Citation network (undirected)

schema = Network( ... node_field="paper_id", ... edge_field="citation_type", ... node_encoding=Encoding.EXACT, ... directed=False, ... )

Dependency graph

schema = Network( ... node_field="package", ... edge_field="dependency_type", ... source_field="dependent", ... target_field="dependency", ... )

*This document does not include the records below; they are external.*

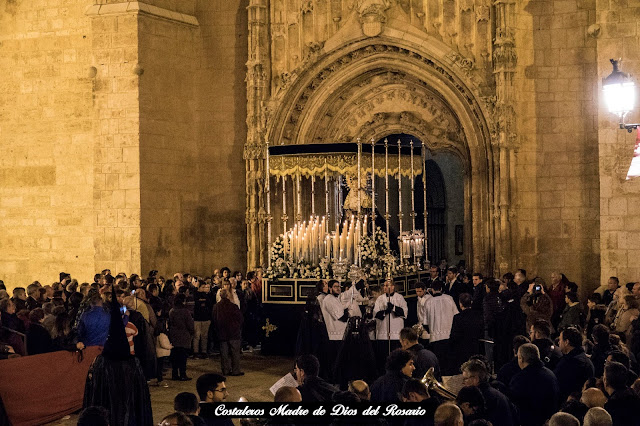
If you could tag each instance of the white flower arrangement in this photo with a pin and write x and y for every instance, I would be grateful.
(376, 254)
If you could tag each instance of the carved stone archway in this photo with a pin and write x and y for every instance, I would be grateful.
(375, 70)
(369, 90)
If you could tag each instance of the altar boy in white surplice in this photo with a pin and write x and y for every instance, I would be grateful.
(390, 312)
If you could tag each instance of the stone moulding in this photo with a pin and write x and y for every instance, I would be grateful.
(141, 8)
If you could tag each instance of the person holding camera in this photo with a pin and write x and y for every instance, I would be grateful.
(536, 303)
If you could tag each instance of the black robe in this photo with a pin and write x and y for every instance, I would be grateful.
(120, 387)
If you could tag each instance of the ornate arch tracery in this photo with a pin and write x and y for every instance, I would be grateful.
(371, 87)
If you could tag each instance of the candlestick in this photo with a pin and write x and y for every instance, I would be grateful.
(284, 202)
(424, 189)
(359, 155)
(399, 190)
(386, 184)
(267, 183)
(326, 192)
(413, 207)
(373, 183)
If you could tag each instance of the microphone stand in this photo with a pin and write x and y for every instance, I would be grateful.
(389, 327)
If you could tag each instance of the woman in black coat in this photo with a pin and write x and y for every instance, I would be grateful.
(180, 334)
(388, 388)
(38, 338)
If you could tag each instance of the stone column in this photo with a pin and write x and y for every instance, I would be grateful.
(258, 79)
(504, 63)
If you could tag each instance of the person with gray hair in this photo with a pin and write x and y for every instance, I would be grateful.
(535, 389)
(597, 416)
(563, 419)
(448, 414)
(499, 410)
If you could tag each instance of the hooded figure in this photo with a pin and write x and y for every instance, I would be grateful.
(116, 381)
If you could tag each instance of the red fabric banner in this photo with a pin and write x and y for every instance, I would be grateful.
(38, 389)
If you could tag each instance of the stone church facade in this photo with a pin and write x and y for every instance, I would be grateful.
(132, 134)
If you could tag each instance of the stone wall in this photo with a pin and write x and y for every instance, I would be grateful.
(618, 37)
(557, 162)
(47, 123)
(222, 112)
(116, 141)
(169, 169)
(122, 128)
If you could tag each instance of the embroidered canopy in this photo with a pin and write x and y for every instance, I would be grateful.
(342, 159)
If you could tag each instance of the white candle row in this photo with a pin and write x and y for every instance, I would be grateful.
(311, 241)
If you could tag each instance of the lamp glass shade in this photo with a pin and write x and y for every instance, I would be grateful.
(620, 97)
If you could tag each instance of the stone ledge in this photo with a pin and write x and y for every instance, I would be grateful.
(138, 7)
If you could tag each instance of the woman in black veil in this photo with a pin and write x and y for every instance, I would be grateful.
(116, 381)
(312, 334)
(356, 359)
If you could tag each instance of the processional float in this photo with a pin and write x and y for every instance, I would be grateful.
(349, 233)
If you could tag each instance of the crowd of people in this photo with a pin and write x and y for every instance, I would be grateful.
(165, 320)
(528, 353)
(517, 351)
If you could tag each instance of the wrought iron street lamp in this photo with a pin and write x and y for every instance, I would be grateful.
(620, 95)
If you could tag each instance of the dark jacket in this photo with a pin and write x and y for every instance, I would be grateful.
(93, 326)
(536, 306)
(315, 389)
(32, 304)
(203, 304)
(478, 294)
(227, 320)
(599, 357)
(13, 322)
(208, 414)
(455, 290)
(534, 391)
(499, 410)
(388, 388)
(39, 340)
(623, 407)
(491, 307)
(595, 316)
(550, 353)
(571, 316)
(507, 371)
(466, 331)
(180, 327)
(20, 304)
(572, 371)
(423, 360)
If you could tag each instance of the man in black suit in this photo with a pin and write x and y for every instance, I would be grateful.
(212, 391)
(466, 331)
(434, 275)
(454, 286)
(575, 367)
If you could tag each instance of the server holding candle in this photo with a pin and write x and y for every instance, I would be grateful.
(390, 311)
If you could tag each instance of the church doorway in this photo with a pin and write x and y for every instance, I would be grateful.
(445, 203)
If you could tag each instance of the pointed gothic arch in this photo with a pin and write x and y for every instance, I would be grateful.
(379, 86)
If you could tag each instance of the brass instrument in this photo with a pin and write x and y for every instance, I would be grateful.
(433, 385)
(420, 331)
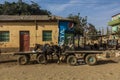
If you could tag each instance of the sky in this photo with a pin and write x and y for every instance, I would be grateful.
(98, 12)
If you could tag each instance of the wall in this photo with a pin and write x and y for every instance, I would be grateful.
(35, 35)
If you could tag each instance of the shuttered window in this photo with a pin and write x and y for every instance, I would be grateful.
(4, 36)
(47, 36)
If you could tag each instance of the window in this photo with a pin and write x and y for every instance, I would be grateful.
(4, 36)
(47, 36)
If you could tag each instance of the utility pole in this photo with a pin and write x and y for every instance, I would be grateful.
(20, 6)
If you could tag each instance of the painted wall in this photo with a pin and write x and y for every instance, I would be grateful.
(64, 27)
(35, 35)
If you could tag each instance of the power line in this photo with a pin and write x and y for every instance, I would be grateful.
(52, 2)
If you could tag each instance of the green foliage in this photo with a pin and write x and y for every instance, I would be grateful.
(22, 8)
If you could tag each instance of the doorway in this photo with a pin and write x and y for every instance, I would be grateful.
(24, 41)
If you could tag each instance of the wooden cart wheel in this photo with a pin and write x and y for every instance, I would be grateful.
(71, 60)
(41, 59)
(22, 60)
(91, 59)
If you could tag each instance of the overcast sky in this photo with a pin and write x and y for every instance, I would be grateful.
(99, 12)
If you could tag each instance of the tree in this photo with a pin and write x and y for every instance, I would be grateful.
(22, 8)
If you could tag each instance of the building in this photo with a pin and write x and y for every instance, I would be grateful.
(115, 24)
(21, 33)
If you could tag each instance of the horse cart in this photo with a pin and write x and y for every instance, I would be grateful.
(72, 57)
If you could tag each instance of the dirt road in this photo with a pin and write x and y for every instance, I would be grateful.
(9, 70)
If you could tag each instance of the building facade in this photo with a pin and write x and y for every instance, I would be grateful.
(115, 24)
(21, 33)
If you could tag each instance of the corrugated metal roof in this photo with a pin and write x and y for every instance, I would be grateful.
(30, 18)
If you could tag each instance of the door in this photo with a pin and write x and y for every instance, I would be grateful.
(24, 41)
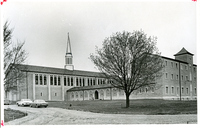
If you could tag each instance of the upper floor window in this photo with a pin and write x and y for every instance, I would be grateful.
(172, 90)
(72, 81)
(68, 81)
(172, 76)
(41, 80)
(65, 81)
(55, 80)
(58, 80)
(176, 65)
(45, 80)
(51, 80)
(36, 79)
(166, 90)
(186, 67)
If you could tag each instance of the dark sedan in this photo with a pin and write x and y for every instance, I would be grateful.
(39, 103)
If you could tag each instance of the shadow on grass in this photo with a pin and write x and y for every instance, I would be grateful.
(137, 107)
(10, 114)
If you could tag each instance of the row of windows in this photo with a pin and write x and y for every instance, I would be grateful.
(41, 94)
(146, 90)
(68, 81)
(183, 90)
(176, 66)
(177, 77)
(101, 93)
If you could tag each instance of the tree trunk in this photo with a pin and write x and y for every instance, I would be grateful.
(127, 101)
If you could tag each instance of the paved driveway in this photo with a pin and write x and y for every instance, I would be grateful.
(58, 116)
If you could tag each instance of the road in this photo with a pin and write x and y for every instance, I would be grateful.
(58, 116)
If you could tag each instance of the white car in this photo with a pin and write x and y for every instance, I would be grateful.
(24, 102)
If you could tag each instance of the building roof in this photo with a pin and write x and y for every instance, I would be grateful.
(183, 51)
(41, 69)
(90, 87)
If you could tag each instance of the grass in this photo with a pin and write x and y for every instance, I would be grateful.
(141, 107)
(10, 114)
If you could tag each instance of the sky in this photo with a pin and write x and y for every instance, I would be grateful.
(44, 26)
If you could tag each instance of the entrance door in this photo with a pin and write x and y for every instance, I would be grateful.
(96, 95)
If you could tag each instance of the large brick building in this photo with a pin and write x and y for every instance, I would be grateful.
(179, 80)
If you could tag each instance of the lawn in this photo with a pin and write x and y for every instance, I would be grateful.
(10, 114)
(141, 107)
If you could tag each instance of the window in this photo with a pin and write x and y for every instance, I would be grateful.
(187, 90)
(80, 82)
(186, 67)
(152, 89)
(51, 80)
(88, 82)
(146, 90)
(91, 82)
(107, 92)
(58, 80)
(177, 90)
(76, 81)
(72, 95)
(166, 90)
(65, 83)
(36, 79)
(94, 81)
(45, 80)
(182, 90)
(41, 80)
(172, 90)
(114, 92)
(186, 77)
(194, 69)
(83, 82)
(86, 94)
(55, 80)
(72, 81)
(68, 81)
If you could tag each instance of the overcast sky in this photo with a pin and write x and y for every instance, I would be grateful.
(44, 27)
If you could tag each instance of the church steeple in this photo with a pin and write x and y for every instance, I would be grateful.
(68, 50)
(68, 57)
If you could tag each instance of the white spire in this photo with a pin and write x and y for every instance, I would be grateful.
(68, 50)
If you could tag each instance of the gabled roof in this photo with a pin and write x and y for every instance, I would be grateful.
(183, 51)
(90, 87)
(50, 70)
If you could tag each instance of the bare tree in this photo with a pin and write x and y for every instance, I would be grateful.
(14, 54)
(131, 60)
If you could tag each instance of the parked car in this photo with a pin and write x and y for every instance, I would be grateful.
(24, 102)
(7, 102)
(39, 103)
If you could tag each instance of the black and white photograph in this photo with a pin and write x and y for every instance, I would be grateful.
(87, 62)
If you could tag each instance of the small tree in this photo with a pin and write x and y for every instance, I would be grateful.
(14, 54)
(131, 60)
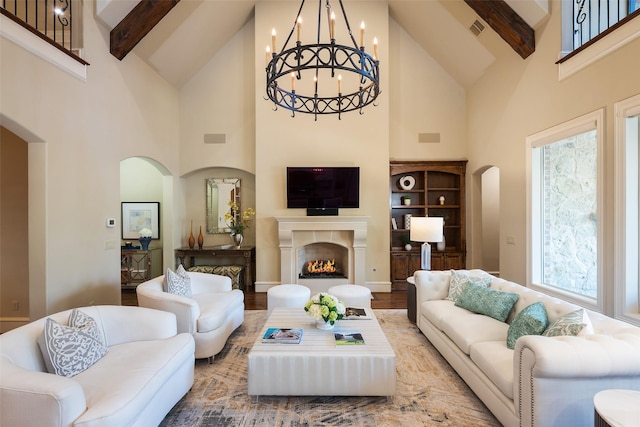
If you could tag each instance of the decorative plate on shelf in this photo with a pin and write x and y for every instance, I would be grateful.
(407, 182)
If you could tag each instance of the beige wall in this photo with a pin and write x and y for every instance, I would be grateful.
(79, 132)
(358, 140)
(517, 98)
(124, 109)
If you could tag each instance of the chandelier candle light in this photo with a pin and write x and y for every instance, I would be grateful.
(323, 61)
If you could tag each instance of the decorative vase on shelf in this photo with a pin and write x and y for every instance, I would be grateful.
(237, 239)
(144, 242)
(325, 326)
(200, 239)
(192, 239)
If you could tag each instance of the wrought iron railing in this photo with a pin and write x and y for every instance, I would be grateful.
(52, 18)
(594, 17)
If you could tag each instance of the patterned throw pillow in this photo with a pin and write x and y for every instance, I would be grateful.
(490, 302)
(178, 283)
(569, 324)
(532, 320)
(459, 278)
(70, 350)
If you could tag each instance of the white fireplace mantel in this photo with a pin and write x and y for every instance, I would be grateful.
(295, 231)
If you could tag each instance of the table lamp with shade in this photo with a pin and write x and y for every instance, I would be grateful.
(426, 229)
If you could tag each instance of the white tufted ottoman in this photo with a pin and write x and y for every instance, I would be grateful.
(294, 296)
(352, 295)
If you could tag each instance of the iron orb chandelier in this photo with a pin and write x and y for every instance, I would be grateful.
(324, 61)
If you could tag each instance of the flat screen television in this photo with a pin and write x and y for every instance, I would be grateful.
(323, 187)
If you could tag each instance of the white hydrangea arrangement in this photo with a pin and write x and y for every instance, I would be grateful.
(145, 232)
(326, 307)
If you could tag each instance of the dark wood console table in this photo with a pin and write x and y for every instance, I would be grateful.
(221, 255)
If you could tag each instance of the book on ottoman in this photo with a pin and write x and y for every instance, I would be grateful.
(282, 335)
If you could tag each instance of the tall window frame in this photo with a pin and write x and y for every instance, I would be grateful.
(593, 121)
(627, 210)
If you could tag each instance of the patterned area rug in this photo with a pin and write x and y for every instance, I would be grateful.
(429, 392)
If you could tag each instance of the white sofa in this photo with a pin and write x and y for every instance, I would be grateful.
(213, 312)
(544, 381)
(147, 369)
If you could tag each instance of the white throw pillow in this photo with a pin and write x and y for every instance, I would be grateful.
(70, 350)
(459, 278)
(178, 284)
(574, 323)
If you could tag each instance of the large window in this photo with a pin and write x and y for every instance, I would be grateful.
(564, 215)
(627, 202)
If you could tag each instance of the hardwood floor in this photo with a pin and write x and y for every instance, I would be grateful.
(258, 300)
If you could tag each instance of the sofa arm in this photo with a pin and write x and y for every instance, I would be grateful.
(185, 309)
(202, 283)
(583, 356)
(431, 285)
(31, 398)
(556, 378)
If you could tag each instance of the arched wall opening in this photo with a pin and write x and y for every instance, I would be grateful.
(486, 224)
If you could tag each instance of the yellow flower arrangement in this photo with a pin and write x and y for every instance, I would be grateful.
(237, 224)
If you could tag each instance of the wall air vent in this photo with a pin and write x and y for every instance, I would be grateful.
(215, 138)
(477, 27)
(429, 137)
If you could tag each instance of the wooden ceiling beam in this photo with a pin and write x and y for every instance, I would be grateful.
(137, 24)
(507, 23)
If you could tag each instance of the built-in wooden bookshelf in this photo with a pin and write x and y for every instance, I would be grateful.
(438, 190)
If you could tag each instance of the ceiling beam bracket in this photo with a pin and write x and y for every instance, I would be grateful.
(137, 24)
(507, 23)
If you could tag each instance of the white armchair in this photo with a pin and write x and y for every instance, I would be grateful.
(213, 312)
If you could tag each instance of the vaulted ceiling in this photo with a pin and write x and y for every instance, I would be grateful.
(178, 38)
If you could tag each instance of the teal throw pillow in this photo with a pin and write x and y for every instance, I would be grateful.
(532, 320)
(487, 301)
(459, 279)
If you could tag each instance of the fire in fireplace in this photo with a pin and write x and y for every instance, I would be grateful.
(320, 268)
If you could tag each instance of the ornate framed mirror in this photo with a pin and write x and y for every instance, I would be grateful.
(220, 191)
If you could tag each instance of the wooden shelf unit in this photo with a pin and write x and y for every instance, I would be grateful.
(433, 179)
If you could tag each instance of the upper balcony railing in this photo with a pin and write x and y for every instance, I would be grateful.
(58, 20)
(594, 17)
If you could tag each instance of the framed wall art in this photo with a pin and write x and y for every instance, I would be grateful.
(139, 215)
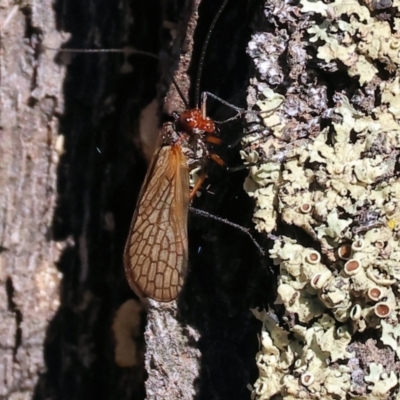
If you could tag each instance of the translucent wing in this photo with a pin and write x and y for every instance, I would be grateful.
(156, 252)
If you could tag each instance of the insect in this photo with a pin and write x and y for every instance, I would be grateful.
(156, 251)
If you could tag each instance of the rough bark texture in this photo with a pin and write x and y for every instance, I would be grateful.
(31, 98)
(71, 172)
(203, 346)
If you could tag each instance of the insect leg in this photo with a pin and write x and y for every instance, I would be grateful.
(198, 184)
(227, 222)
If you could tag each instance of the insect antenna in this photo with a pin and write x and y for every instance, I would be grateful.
(203, 54)
(128, 51)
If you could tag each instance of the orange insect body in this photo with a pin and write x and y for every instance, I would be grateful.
(193, 119)
(156, 252)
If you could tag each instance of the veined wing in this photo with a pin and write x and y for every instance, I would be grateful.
(156, 252)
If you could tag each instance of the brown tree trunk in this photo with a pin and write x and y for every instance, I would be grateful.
(72, 167)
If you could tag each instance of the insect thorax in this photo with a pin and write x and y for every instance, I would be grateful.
(192, 144)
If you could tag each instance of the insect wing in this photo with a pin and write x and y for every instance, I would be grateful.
(156, 252)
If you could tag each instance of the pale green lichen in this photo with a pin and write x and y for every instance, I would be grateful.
(339, 186)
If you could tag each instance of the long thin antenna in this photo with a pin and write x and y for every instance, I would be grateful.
(227, 222)
(130, 50)
(203, 53)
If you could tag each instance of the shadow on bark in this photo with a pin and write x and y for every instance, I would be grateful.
(99, 178)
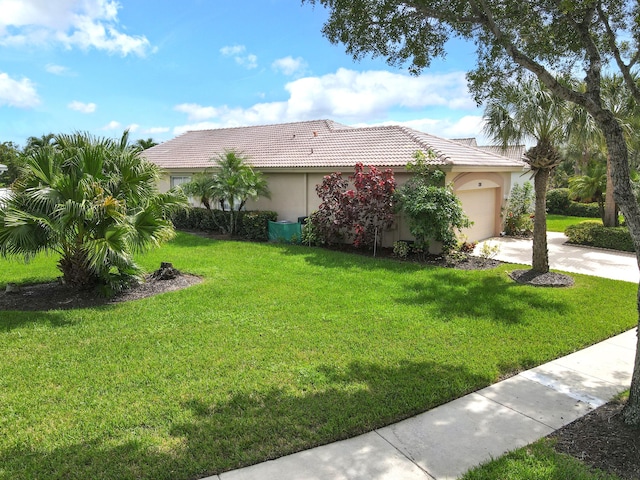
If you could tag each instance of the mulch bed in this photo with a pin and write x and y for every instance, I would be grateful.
(548, 279)
(602, 440)
(55, 295)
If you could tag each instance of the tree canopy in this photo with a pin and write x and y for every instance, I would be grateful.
(93, 201)
(556, 40)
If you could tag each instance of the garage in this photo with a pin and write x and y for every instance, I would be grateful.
(480, 206)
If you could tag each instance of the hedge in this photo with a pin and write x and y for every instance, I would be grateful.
(560, 203)
(251, 225)
(597, 235)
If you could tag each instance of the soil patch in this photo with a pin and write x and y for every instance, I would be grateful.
(56, 296)
(602, 440)
(549, 279)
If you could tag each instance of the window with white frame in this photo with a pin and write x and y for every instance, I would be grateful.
(179, 180)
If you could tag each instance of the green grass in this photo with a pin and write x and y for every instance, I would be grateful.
(559, 223)
(538, 461)
(280, 348)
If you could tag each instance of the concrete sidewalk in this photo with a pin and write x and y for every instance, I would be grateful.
(445, 442)
(569, 258)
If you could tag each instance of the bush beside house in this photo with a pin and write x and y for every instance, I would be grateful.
(596, 235)
(252, 225)
(559, 203)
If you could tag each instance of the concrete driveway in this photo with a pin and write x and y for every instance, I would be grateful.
(569, 258)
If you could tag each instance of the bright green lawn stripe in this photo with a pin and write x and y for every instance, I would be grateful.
(280, 348)
(538, 461)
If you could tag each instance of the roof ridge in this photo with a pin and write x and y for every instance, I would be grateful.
(415, 134)
(326, 122)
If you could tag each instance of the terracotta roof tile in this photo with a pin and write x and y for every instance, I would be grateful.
(319, 143)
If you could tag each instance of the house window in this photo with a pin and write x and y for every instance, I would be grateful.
(178, 180)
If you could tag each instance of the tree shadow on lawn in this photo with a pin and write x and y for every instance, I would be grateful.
(450, 294)
(251, 427)
(16, 319)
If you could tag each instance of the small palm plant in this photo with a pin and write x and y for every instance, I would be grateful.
(94, 202)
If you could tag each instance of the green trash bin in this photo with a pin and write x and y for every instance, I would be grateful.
(285, 231)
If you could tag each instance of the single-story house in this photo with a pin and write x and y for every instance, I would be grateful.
(294, 157)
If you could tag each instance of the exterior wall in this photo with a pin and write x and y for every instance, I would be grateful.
(293, 195)
(480, 190)
(288, 196)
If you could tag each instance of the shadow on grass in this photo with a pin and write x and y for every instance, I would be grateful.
(251, 427)
(451, 294)
(17, 319)
(328, 258)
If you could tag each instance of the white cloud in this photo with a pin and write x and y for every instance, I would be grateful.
(232, 50)
(113, 125)
(468, 126)
(197, 112)
(238, 52)
(17, 93)
(72, 23)
(56, 69)
(153, 130)
(290, 66)
(82, 107)
(351, 96)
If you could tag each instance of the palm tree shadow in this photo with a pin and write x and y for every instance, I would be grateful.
(450, 295)
(251, 427)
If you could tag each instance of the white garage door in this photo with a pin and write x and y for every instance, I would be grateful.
(480, 207)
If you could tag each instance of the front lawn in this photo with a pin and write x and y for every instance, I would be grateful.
(281, 348)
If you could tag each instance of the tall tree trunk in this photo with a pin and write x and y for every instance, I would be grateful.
(610, 211)
(623, 194)
(540, 260)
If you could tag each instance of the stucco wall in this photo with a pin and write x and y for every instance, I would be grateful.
(293, 195)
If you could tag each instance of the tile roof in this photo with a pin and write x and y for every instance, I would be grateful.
(318, 144)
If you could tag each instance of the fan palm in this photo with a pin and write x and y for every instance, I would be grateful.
(584, 131)
(235, 183)
(94, 202)
(591, 186)
(529, 111)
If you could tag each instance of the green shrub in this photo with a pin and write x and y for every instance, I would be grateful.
(597, 235)
(251, 225)
(211, 220)
(401, 249)
(310, 235)
(187, 219)
(589, 210)
(255, 225)
(518, 214)
(558, 201)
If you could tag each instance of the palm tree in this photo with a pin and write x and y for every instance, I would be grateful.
(591, 186)
(201, 187)
(235, 183)
(94, 202)
(529, 111)
(584, 131)
(33, 143)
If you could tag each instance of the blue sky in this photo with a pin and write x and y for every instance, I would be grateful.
(163, 67)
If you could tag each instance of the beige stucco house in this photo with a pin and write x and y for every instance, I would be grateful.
(295, 157)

__init__(node_field='node', edge_field='edge', source_field=None, target_field=None, node_encoding=Encoding.SEMANTIC, edge_encoding=Encoding.EXACT, node_weight=1.0, edge_weight=1.0, directed=True)


When to Use Compounds vs Molecules

Use compounds when:

  • Your data fits a common pattern
  • You want sensible encoding defaults
  • You're prototyping quickly

Use molecules when:

  • You need custom encodings per field
  • You're nesting structures
  • You need fine-grained control over weights

See Molecules vs Compounds for detailed guidance.


Example Code

Complete runnable examples for each compound type:

Compound Example File Description
KnowledgeGraph knowledge_graph_demo.py Entity-relation-entity facts with traversal
Document document_demo.py Document chunks with metadata
Hierarchy hierarchy_demo.py Org charts and taxonomies
TimeSeries timeseries_demo.py Time-ordered data
Network network_demo.py Social graphs and citations
Catalog product_catalog_demo.py Product catalogs with search
RelationalTable fuzzy_to_exact_demo.py CRUD with fuzzy-to-exact pattern

Run any example from the SDK directory:

cd sdk
python examples/compose/knowledge_graph_demo.py

See Examples README for the full example index.